A Câmara até contratou a mesma empresa que presta serviço para a prefeitura de Nobres para atualizar o portal transparência e enviar dados ao sistema Aplic do Tribunal de Contas, mas os atos, projetos, leis e indicações dos vereadores, continuarão sem divulgação.

O Tribunal de Contas está multando a maioria dos gestores que não empregam o que preconiza a lei de transparência e não será diferente com a Câmara de Nobres.

Na contramão, os parlamentares se arvoram em divulgar seus feitos e ações em suas próprias redes sociais o que acaba sendo ainda mais trágico, pois confundem o serviço do vereador, postando obras do executivo, como feitos deles próprios, usam fotos inadequadas e o pior de tudo é aguentar a “VERBORRAGIA”, utilizada.

Com os  erros crassos de português, que chegam a ser um verdadeiro desserviço ao leitor, principalmente aos adolescentes que estão no Ensino Fundamental que necessitam de textos concisos para aprender o bom e correto português, pagam o maior MICO, achando que estão prestando um serviço de comunicação, na verdade estão dando vexame publico.

A conotação social da trágica atitude do legislativo nobrense é que a maior parte dos vereadores não trabalha, pois não existe divulgação dos serviços realizados, isto pode implicar na reeleição de muitos, como aconteceu na última eleição, onde a população rejeitou a grande maioria reelegendo apenas dois vereadores, Adelian Messias e Zilmai Ferreira.

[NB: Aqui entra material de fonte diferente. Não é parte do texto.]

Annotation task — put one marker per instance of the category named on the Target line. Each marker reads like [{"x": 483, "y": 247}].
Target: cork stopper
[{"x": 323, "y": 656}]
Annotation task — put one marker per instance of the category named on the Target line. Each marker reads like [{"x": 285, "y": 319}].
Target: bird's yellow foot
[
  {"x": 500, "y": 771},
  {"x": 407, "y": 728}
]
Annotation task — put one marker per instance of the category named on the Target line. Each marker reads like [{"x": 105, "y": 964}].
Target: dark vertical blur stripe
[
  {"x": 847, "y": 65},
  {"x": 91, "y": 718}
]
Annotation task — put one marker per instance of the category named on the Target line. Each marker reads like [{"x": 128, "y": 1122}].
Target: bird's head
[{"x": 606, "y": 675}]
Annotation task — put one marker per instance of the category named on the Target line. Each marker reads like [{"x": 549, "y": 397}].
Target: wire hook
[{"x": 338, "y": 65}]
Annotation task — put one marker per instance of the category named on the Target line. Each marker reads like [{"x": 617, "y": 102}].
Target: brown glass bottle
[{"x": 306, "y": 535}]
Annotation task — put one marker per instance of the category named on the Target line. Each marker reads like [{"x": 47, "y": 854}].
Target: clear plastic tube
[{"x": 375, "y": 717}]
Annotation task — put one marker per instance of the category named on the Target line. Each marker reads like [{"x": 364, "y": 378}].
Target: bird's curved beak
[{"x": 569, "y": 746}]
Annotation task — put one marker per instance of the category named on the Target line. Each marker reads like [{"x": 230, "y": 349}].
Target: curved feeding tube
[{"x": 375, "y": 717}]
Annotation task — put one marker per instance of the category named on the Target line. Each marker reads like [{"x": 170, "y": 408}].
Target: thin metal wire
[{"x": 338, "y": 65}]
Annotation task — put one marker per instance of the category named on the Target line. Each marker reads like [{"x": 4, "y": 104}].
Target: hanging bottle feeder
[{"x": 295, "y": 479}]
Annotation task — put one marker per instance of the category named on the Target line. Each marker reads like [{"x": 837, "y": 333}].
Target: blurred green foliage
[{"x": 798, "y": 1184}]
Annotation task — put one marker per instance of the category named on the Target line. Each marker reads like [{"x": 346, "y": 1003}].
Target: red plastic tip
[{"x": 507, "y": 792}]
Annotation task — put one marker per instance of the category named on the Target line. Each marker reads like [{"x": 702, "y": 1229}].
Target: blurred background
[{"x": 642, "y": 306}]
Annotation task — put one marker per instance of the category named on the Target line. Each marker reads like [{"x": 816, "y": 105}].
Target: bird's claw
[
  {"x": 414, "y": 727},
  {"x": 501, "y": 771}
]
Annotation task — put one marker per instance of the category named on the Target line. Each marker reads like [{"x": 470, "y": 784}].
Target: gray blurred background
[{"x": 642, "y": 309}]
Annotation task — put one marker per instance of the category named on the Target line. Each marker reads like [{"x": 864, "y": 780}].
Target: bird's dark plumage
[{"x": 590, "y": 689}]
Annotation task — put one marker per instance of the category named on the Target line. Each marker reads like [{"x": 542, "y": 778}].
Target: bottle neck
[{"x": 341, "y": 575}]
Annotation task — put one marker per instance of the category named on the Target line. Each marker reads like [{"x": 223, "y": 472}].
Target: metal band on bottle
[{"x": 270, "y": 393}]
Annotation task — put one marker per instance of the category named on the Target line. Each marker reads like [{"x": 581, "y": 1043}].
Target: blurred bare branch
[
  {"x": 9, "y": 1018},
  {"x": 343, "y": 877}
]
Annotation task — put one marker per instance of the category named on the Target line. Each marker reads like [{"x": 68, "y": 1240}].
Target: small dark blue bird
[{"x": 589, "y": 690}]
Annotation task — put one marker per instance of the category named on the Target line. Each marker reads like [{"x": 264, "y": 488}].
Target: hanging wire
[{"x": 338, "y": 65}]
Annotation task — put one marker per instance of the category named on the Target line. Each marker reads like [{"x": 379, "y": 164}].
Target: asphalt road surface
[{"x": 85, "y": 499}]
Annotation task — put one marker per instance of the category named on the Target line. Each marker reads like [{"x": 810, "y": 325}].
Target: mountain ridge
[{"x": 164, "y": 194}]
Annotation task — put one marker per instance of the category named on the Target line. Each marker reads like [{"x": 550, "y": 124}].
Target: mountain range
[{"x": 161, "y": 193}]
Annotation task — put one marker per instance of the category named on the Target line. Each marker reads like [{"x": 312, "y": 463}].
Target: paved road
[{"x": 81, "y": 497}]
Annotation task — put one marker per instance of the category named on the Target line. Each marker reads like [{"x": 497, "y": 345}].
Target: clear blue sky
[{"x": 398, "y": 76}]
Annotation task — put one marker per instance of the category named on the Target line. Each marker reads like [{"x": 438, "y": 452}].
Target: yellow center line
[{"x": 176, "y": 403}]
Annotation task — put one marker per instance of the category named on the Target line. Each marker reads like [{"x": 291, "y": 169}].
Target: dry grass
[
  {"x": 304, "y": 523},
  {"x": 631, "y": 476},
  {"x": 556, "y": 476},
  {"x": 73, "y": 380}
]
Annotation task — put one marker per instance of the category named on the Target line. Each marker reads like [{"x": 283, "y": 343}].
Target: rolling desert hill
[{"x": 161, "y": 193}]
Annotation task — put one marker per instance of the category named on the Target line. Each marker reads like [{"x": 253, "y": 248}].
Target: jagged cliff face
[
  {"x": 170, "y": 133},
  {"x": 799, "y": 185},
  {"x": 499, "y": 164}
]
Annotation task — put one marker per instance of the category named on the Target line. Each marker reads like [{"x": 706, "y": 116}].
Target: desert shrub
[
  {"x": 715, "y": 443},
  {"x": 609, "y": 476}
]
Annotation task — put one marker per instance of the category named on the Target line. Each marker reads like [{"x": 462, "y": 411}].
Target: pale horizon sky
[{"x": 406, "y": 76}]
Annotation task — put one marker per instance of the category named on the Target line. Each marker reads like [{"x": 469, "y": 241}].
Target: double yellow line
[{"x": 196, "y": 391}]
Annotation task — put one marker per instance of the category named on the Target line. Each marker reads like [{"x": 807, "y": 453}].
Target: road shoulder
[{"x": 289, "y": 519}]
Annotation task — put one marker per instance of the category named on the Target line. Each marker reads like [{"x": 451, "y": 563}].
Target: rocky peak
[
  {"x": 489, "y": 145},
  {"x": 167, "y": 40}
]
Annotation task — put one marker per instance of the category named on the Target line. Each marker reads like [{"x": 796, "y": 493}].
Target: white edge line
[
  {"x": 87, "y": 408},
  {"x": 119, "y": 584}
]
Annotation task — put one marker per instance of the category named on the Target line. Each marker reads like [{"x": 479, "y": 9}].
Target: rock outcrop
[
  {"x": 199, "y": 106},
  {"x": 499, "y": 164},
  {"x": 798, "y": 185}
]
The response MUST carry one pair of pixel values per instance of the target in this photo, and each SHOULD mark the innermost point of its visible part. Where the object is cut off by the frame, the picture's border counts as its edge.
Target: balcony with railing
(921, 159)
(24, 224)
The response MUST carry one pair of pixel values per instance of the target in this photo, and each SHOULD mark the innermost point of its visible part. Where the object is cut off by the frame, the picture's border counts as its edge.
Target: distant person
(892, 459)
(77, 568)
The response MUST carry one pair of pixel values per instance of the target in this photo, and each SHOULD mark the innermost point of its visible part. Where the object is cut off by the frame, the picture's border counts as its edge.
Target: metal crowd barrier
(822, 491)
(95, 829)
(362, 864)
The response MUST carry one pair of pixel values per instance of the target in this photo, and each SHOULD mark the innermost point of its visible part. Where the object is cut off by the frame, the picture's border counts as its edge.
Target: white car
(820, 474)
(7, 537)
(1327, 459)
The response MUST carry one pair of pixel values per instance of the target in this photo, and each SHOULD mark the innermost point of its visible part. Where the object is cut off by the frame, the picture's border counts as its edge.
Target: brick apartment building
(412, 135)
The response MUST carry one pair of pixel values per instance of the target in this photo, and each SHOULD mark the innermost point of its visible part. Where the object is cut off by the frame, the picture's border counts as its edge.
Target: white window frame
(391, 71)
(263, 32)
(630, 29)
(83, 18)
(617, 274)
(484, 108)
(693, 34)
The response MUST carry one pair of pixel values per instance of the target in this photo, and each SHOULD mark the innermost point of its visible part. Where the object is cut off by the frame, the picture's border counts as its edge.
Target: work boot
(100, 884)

O que temos é uma página ultrapassada que apresenta links com erro, falta de informações e dados desatualizados. A lei determina que as páginas devem ser de fácil acesso e disponibilizar receitas e despesas em tempo real, informando inclusive o nome dos fornecedores. “Ao cidadão não pode ser negado o que está na lei.

“Ao cidadão cabe  ao Ministério Público ou associações que protegem o direito de acesso à informação.